Produce processing and distribution company

Greenyard is a Belgian produce processing and distribution company headquartered in Antwerp Province that focuses on fresh, frozen and prepared fruit and vegetables, flowers, and plants.

It was established in 2015 through the merger of four companies: Univeg (fresh fruits and vegetables, flowers, and plants), Pinguin (frozen foods), Noliko (canned fruits and vegetables), and Peltracom (horticultural substrates).

== History ==
The group has its origins in the company Weduwe M.Dejonghe & Zonen, which traded agricultural produce, mainly carrots. In 1965, a freezing plant was built in Westrozebeke, which became the starting point for the company that was later named Pinguin in 1968.

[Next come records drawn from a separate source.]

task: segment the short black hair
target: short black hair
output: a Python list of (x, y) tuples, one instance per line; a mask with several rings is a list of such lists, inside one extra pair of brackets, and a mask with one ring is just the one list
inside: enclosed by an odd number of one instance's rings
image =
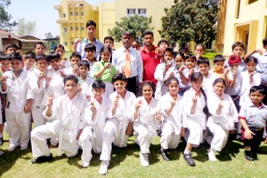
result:
[(159, 45), (160, 45), (162, 43), (165, 43), (168, 44), (168, 46), (170, 45), (170, 43), (169, 43), (168, 41), (166, 41), (166, 40), (165, 40), (165, 39), (161, 39), (161, 40), (159, 40), (158, 43), (158, 47), (159, 47)]
[(38, 60), (41, 60), (41, 59), (44, 59), (44, 60), (48, 61), (47, 55), (45, 55), (45, 54), (37, 55), (36, 58), (36, 61), (38, 62)]
[(87, 60), (81, 60), (78, 64), (78, 67), (86, 66), (90, 70), (90, 64)]
[(214, 64), (215, 64), (216, 62), (219, 62), (219, 61), (222, 61), (222, 62), (225, 61), (225, 58), (222, 54), (217, 54), (214, 58)]
[(101, 80), (95, 80), (93, 83), (92, 83), (92, 88), (93, 89), (106, 89), (106, 84), (101, 81)]
[(78, 79), (74, 74), (69, 74), (69, 75), (65, 76), (65, 78), (63, 80), (64, 85), (66, 84), (67, 81), (74, 81), (76, 82), (76, 84), (78, 83)]
[(205, 58), (205, 57), (201, 57), (199, 58), (198, 60), (197, 60), (197, 64), (198, 64), (198, 66), (201, 64), (206, 64), (208, 66), (210, 66), (209, 64), (209, 60), (207, 58)]
[(112, 43), (114, 43), (114, 38), (111, 35), (108, 35), (108, 36), (104, 37), (104, 43), (106, 40), (110, 40)]
[(128, 80), (122, 73), (117, 73), (112, 77), (111, 82), (114, 83), (116, 81), (124, 81), (127, 82)]
[(15, 48), (17, 50), (20, 50), (20, 48), (15, 43), (7, 44), (4, 48), (4, 50), (7, 50), (9, 48)]
[(49, 55), (47, 56), (47, 60), (51, 61), (53, 59), (58, 58), (59, 60), (61, 59), (61, 55), (57, 52), (50, 52)]
[(72, 54), (69, 57), (69, 59), (71, 59), (73, 57), (78, 58), (80, 60), (82, 59), (82, 56), (78, 52), (72, 52)]
[(148, 29), (143, 32), (142, 36), (144, 37), (147, 35), (151, 35), (152, 36), (154, 36), (153, 32), (151, 30), (148, 30)]
[(96, 47), (93, 43), (88, 43), (85, 46), (85, 51), (86, 50), (94, 50), (96, 51)]
[(253, 86), (253, 87), (250, 88), (249, 94), (251, 94), (253, 92), (256, 92), (256, 91), (259, 91), (261, 94), (265, 95), (264, 88), (262, 87), (262, 86), (257, 86), (257, 85)]
[(89, 26), (94, 26), (94, 27), (96, 27), (96, 23), (93, 20), (88, 20), (86, 22), (86, 28), (89, 27)]
[(9, 55), (9, 60), (12, 60), (12, 59), (22, 61), (22, 58), (19, 52), (12, 52)]
[(40, 44), (40, 45), (43, 45), (43, 46), (44, 46), (44, 50), (46, 49), (45, 45), (44, 45), (44, 43), (42, 43), (42, 42), (37, 42), (36, 43), (35, 43), (35, 45), (34, 45), (34, 49), (36, 49), (36, 46), (37, 46), (38, 44)]

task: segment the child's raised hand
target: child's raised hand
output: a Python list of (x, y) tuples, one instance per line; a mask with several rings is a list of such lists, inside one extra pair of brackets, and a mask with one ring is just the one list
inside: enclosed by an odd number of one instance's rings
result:
[(1, 76), (0, 77), (0, 81), (2, 81), (3, 84), (6, 84), (6, 79), (7, 79), (7, 76)]
[(253, 135), (255, 135), (255, 133), (253, 133), (249, 128), (245, 129), (245, 138), (250, 140), (253, 138)]
[(96, 112), (96, 108), (94, 106), (94, 103), (93, 102), (90, 103), (90, 110), (92, 111), (92, 112)]
[(47, 99), (47, 107), (51, 108), (53, 105), (53, 94), (51, 93), (48, 99)]
[(197, 103), (197, 102), (198, 102), (198, 94), (196, 92), (196, 93), (195, 93), (195, 96), (194, 96), (193, 98), (192, 98), (192, 102), (193, 102), (193, 103)]

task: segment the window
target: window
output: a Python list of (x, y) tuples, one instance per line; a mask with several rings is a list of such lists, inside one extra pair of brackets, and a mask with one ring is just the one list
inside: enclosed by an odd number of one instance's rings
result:
[(135, 9), (127, 9), (127, 15), (134, 15)]
[(147, 9), (138, 9), (138, 14), (139, 15), (146, 15), (147, 14)]
[(257, 0), (248, 0), (248, 4), (256, 2)]

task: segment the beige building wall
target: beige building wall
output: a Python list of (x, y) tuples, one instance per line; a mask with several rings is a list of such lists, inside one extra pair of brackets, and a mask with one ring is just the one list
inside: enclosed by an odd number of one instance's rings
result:
[(247, 45), (247, 51), (262, 48), (262, 41), (267, 36), (266, 25), (266, 0), (228, 0), (223, 53), (231, 53), (231, 45), (238, 41)]
[[(103, 39), (105, 35), (108, 35), (108, 29), (115, 26), (115, 21), (120, 21), (123, 17), (138, 14), (152, 17), (154, 44), (157, 44), (161, 39), (158, 30), (161, 29), (161, 18), (166, 15), (164, 8), (170, 8), (173, 4), (174, 4), (174, 0), (114, 0), (111, 3), (101, 3), (100, 27), (102, 29), (100, 29), (100, 38)], [(144, 11), (145, 14), (142, 14), (144, 13)], [(117, 48), (121, 45), (121, 43), (116, 43), (115, 47)]]
[[(85, 24), (89, 19), (99, 24), (98, 7), (90, 5), (85, 0), (61, 0), (61, 4), (55, 5), (59, 11), (61, 43), (65, 46), (65, 50), (73, 50), (75, 38), (86, 36)], [(96, 33), (98, 37), (98, 30)]]

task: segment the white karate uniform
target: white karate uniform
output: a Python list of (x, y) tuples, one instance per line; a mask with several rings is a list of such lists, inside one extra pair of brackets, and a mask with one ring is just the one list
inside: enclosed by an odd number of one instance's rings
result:
[[(135, 112), (135, 104), (140, 104), (138, 116), (136, 119), (134, 118)], [(147, 103), (143, 97), (138, 97), (133, 107), (133, 120), (134, 120), (134, 129), (137, 133), (136, 143), (140, 146), (142, 153), (150, 153), (150, 147), (153, 138), (157, 135), (157, 120), (156, 112), (159, 113), (159, 108), (158, 106), (158, 100), (152, 97), (150, 104)]]
[(239, 105), (242, 106), (242, 104), (246, 104), (248, 102), (250, 102), (249, 98), (249, 89), (251, 87), (255, 85), (260, 85), (261, 84), (261, 75), (259, 73), (255, 71), (255, 74), (253, 75), (253, 81), (249, 82), (249, 74), (247, 71), (241, 73), (242, 76), (242, 87), (241, 87), (241, 97), (240, 97), (240, 104)]
[(176, 104), (168, 115), (166, 110), (170, 108), (171, 102), (174, 100), (169, 92), (163, 96), (159, 100), (161, 114), (164, 117), (163, 125), (161, 127), (160, 145), (164, 150), (177, 148), (180, 142), (180, 134), (182, 120), (182, 97), (177, 95)]
[[(157, 66), (156, 71), (154, 73), (154, 77), (158, 81), (155, 91), (155, 98), (159, 100), (161, 96), (164, 96), (168, 91), (167, 87), (165, 85), (164, 81), (170, 75), (170, 74), (174, 71), (174, 68), (170, 67), (165, 74), (163, 72), (165, 70), (165, 62), (162, 62)], [(172, 66), (174, 66), (174, 62), (172, 62)]]
[[(35, 69), (29, 76), (29, 83), (32, 87), (34, 93), (34, 101), (31, 108), (31, 113), (35, 128), (42, 126), (45, 123), (45, 119), (43, 116), (43, 111), (45, 108), (45, 104), (42, 104), (42, 100), (44, 97), (44, 93), (47, 85), (47, 82), (44, 79), (40, 81), (40, 86), (37, 84), (38, 75), (41, 74), (41, 71)], [(46, 73), (47, 74), (47, 73)], [(48, 74), (46, 77), (52, 78)]]
[[(117, 95), (117, 91), (110, 95), (109, 98), (112, 102)], [(110, 160), (112, 143), (120, 148), (127, 146), (128, 135), (125, 135), (125, 130), (129, 120), (132, 119), (130, 108), (133, 106), (136, 97), (130, 91), (126, 91), (125, 98), (122, 98), (120, 95), (118, 96), (118, 105), (116, 112), (111, 119), (107, 120), (103, 130), (103, 146), (100, 158), (101, 160)]]
[(102, 97), (100, 104), (97, 100), (92, 99), (96, 108), (96, 114), (92, 120), (92, 111), (88, 104), (85, 108), (85, 120), (87, 122), (86, 127), (79, 137), (79, 145), (83, 149), (81, 156), (83, 162), (90, 162), (92, 159), (92, 149), (95, 153), (101, 153), (102, 149), (102, 133), (106, 124), (107, 118), (112, 117), (112, 103), (109, 98)]
[[(17, 79), (13, 79), (13, 72), (7, 71), (4, 74), (7, 76), (7, 93), (5, 118), (9, 128), (11, 146), (26, 146), (29, 141), (31, 126), (30, 113), (25, 113), (24, 107), (28, 99), (33, 99), (32, 89), (28, 83), (29, 75), (22, 70)], [(1, 86), (2, 87), (2, 86)]]
[(53, 101), (51, 117), (45, 115), (47, 110), (45, 108), (43, 112), (45, 119), (56, 118), (56, 120), (32, 130), (31, 147), (33, 157), (50, 155), (46, 139), (55, 137), (59, 137), (59, 156), (61, 156), (62, 150), (67, 157), (77, 155), (78, 128), (84, 128), (86, 124), (84, 120), (85, 105), (86, 100), (79, 95), (76, 95), (72, 99), (68, 95), (63, 95)]
[(93, 97), (92, 84), (94, 80), (89, 76), (89, 73), (87, 74), (85, 81), (80, 80), (80, 77), (78, 77), (78, 85), (82, 89), (82, 91), (79, 94), (85, 98), (86, 98), (86, 96), (91, 96)]
[[(201, 93), (201, 92), (200, 92)], [(183, 94), (184, 110), (183, 110), (183, 122), (182, 125), (189, 130), (185, 134), (185, 140), (187, 143), (198, 146), (203, 142), (203, 131), (206, 128), (206, 114), (203, 112), (203, 108), (206, 105), (205, 97), (201, 93), (200, 97), (198, 97), (197, 105), (195, 113), (191, 114), (190, 110), (193, 104), (192, 99), (195, 96), (196, 91), (190, 88)]]
[(207, 106), (211, 116), (208, 118), (206, 127), (213, 136), (207, 136), (206, 140), (217, 151), (221, 151), (226, 145), (229, 130), (234, 129), (234, 122), (238, 122), (238, 111), (235, 104), (227, 94), (222, 94), (223, 103), (222, 113), (216, 113), (221, 98), (214, 91), (211, 90), (207, 95)]

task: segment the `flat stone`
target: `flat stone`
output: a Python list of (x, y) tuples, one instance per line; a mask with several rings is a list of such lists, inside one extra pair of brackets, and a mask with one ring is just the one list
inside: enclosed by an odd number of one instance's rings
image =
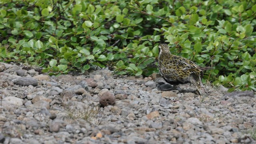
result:
[(149, 81), (146, 82), (145, 83), (145, 85), (153, 88), (156, 88), (156, 83), (153, 81)]
[(17, 75), (23, 76), (26, 75), (27, 71), (23, 70), (16, 70), (15, 72)]
[(3, 99), (2, 104), (4, 107), (10, 108), (13, 106), (21, 106), (23, 103), (21, 98), (15, 96), (9, 96)]
[(152, 120), (159, 116), (160, 116), (160, 114), (158, 111), (152, 112), (146, 115), (147, 118), (148, 118), (148, 120)]
[(162, 96), (163, 98), (168, 98), (170, 97), (176, 97), (177, 94), (171, 91), (166, 91), (162, 92), (161, 93)]
[(196, 126), (202, 126), (203, 123), (201, 122), (198, 118), (188, 118), (187, 120), (186, 120), (186, 122), (189, 123), (191, 124)]
[(53, 123), (50, 126), (49, 130), (51, 132), (58, 132), (60, 130), (60, 126), (58, 123)]
[(12, 81), (16, 85), (22, 86), (28, 86), (31, 85), (36, 86), (38, 85), (37, 80), (32, 78), (17, 78), (12, 80)]
[(50, 82), (50, 76), (48, 75), (44, 75), (42, 74), (34, 76), (33, 77), (33, 78), (38, 80), (45, 80), (48, 82)]

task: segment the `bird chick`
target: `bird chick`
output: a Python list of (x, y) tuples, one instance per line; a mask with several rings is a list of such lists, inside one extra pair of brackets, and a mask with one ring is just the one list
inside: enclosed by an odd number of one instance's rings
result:
[(158, 64), (159, 72), (164, 80), (176, 86), (179, 84), (192, 84), (200, 95), (208, 92), (202, 82), (203, 70), (210, 67), (201, 67), (192, 61), (173, 55), (166, 44), (160, 44)]

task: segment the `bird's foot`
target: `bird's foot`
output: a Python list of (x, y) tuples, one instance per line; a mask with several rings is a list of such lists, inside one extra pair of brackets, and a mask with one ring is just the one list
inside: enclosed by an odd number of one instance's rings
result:
[(158, 90), (161, 91), (169, 91), (177, 90), (176, 86), (169, 84), (160, 84), (159, 83), (157, 86), (157, 88)]

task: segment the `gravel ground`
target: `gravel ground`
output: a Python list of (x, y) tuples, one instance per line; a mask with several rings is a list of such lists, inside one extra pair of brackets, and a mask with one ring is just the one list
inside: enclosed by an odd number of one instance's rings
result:
[(160, 92), (163, 80), (152, 77), (56, 77), (0, 63), (0, 143), (256, 143), (252, 92), (212, 88), (202, 99)]

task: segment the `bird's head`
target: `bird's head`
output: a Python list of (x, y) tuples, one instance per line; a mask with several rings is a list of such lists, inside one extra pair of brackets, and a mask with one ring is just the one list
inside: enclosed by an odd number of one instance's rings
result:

After continuous growth, the company went public in 1999. Subsequently, a series of acquisitions marked its external growth, including the acquisition of Lutosa in 2007, the merger with Noliko in 2011, and the acquisition of several plants from the CECAB Group in 2013, which were previously leased.

Univeg was founded by mushroom producer Hein Deprez in 1987. This distribution company experienced rapid growth and became a global supplier of fruits, vegetables, flowers, and plants through external acquisitions such as Bakker Barendrecht in the Netherlands, Katopé in France, Atlanta AG (the German branch of Chiquita), the Bocchi group in Italy, and Alara in Turkey.

Pinguin was renamed Greenyard Foods in 2013 and merged with Univeg and Peltracom in 2015.

The possibility of acquiring Dole Food Company was discussed in December 2017. However, on January 5, 2018, the negotiations were definitively abandoned.